Было уже утро, когда мы достигли заброшенной кокосовой рощи.

Почувствовав запах морского бриза, Мерседес Перальта проснулась. Она громко зевнула и выпрямилась. Высунувшись в окно, она, казалось, вдыхала плеск дальних волн.

— Вот хорошее место для остановки, — заявил Леон Чирино, притормозив в нескольких шагах от пальмового дерева, прямее и выше которого я ещё не встречала. Казалось, что тяжёлые серебристые листья подметают облака на тёмно-синем небе.

— Здесь поблизости находится дом Лоренцо Паза, — продолжал болтать Леон Чирино, помогая донье Мерседес выйти из машины, — прогулка пойдёт нам на пользу, — улыбаясь, он подал мне её корзину.

Мы пошли проторённой дорогой через густые заросли высокого бамбука, обрамлявшего ручей. Здесь было прохладно и темно, а воздух наполнялся зелёной прозрачностью листьев. Леон Чирино шагал впереди нас, его соломенная шляпа была сдвинута на глаза так, чтобы её не унёс ветер.

Мы догнали его на узком мосту. Опираясь на балюстраду из свежесрезанных шестов, мы немного отдохнули, наблюдая за группой женщин, стиравших бельё. Из чьих-то рук выскользнула рубашка, и юная девушка прыгнула в воду, чтобы поймать её. Тонкое платье вздулось воздушным пузырём, затем облепило её грудь, живот и мягкий изгиб бёдер.
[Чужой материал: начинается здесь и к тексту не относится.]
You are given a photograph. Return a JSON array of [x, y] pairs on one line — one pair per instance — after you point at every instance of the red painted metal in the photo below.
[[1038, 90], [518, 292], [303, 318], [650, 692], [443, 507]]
Прямая грунтовая дорога по ту сторону моста вела к маленькой деревушке, в которую мы так и не зашли. Свернув на заброшенное маисовое поле, мы пошли вдоль оросительной канавы. Затвердевшие початки жалко обвисали шелухой на засохших стеблях; при слабых дуновениях ветерка они издавали трескучее шуршание. Мы подошли к маленькому дому. Его стены были недавно покрашены, а черепичная крыша частично переделана. Банановые деревья, листья которых были почти прозрачны на солнечном свете, словно часовые стояли стеной перед дверью.

Дверь была приоткрыта. Без стука и отклика мы вошли в дом. На кирпичном полу, опираясь о стены, сидело несколько мужчин. Увидев нас, они в знак приветствия подняли наполовину наполненные ромом стаканы, а затем вновь продолжили беседу низкими, ленивыми голосами. В узкое окно врывался солнечный луч. Пыль, клубящаяся в нём, подчёркивала спёртую духоту и острый запах керосина. В дальнем углу комнаты на двух упаковочных ящиках стоял открытый гроб.
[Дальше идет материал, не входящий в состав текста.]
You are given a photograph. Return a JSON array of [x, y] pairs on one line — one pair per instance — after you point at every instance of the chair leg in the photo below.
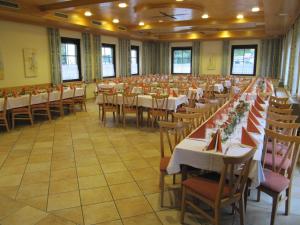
[[274, 209]]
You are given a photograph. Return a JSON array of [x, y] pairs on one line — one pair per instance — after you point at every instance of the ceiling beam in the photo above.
[[71, 4]]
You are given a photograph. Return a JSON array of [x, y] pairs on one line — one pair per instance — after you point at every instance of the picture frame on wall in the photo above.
[[30, 62]]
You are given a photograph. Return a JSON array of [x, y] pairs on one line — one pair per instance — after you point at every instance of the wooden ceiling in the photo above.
[[163, 19]]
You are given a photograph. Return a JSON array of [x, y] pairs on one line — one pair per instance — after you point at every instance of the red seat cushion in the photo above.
[[206, 188], [278, 159], [164, 162], [275, 181]]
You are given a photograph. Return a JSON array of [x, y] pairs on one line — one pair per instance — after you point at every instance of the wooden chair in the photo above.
[[42, 109], [3, 114], [110, 104], [130, 105], [228, 191], [278, 180], [22, 113], [159, 109], [173, 134]]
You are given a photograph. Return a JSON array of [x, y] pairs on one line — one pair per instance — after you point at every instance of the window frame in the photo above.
[[137, 48], [172, 58], [113, 46], [76, 41], [233, 47]]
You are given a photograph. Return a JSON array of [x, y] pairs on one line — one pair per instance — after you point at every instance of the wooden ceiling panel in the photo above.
[[164, 19]]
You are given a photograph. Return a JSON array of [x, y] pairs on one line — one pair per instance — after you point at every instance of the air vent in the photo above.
[[9, 4], [61, 15], [97, 22]]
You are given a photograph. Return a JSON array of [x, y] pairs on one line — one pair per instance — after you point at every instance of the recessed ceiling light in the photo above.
[[122, 5], [116, 20], [240, 16], [205, 16], [255, 9], [88, 13]]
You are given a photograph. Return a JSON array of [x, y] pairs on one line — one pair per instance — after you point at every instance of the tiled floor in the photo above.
[[75, 171]]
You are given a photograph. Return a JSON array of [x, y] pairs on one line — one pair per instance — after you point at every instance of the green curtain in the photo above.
[[55, 54], [225, 57], [196, 58], [124, 57], [97, 50], [270, 58], [87, 56], [164, 58]]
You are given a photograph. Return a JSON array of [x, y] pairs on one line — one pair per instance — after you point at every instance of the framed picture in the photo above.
[[30, 62]]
Один из мужчин поднялся и, нежно взяв меня под локоть, подвёл к гробу. Мужчина был небольшой, но крепко сложённый. Его седые волосы и морщинистое лицо указывали на возраст. Что-то моложавое было в изящном наклоне его скул и озорном выражении его красно-коричневых глаз.

— Взгляни на неё, — шепнул он, склоняясь над мёртвой женщиной, лежавшей в грубом неокрашенном гробу, — видишь, как она ещё красива.
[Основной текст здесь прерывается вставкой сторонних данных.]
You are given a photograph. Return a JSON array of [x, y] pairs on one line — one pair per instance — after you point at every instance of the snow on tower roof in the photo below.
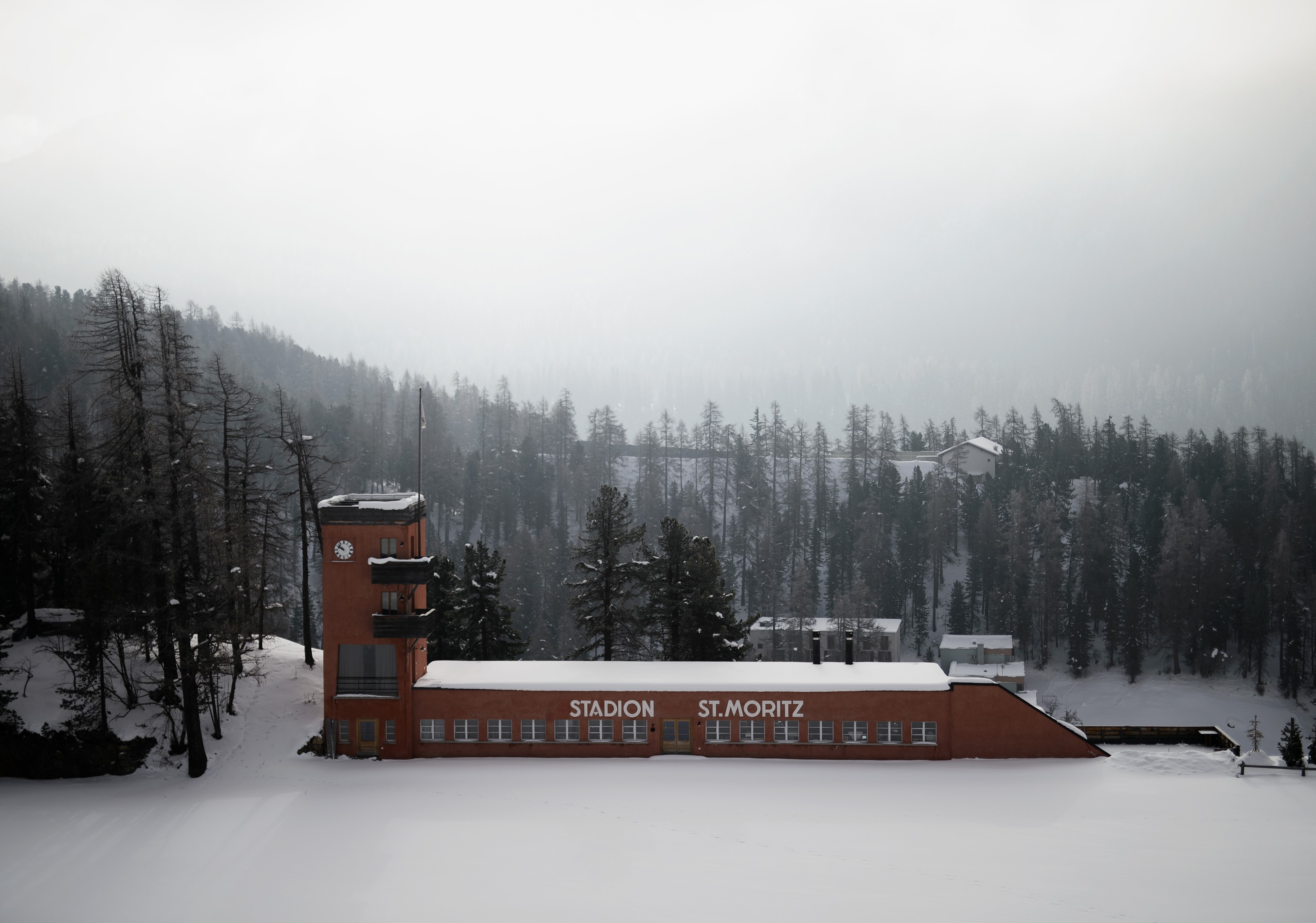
[[668, 676], [989, 642], [373, 501]]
Я едва сдержала крик. Это была та самая женщина, которую мы откопали прошлой ночью. Я подошла поближе и внимательно осмотрела её. Несмотря на серо-зелёный цвет кожи, который не мог скрыть даже грим, в ней было что-то живое. Казалось, будто она улыбается своей собственной смерти. Её тонкий нос венчали круглые очки без стёкол. Яркие выкрашенные губы были полуоткрыты, обнажая прекрасные белые зубы. Её длинное тело было завёрнуто в мантию, отделанную белым. На подставке лежала красно-чёрная деревянная маска дьявола, украшенная двумя угрожающе вывернутыми рогами барана.

— Она была очень красива и очень дорога для меня, — сказал мужчина, расправляя складку на мантии.

— Невероятно, как она ещё красива, — согласилась я с ним. Боясь, что он перестанет говорить со мной, я не стала задавать ему вопросы.

С волнением продолжая расправлять красную мантию, он подробно рассказал мне о том, как они выкопали её из могилы на кладбище вблизи Курмины и принесли в его дом.

Внезапно он взглянул на меня и понял, что я здесь посторонняя. Он осмотрел меня с любопытством.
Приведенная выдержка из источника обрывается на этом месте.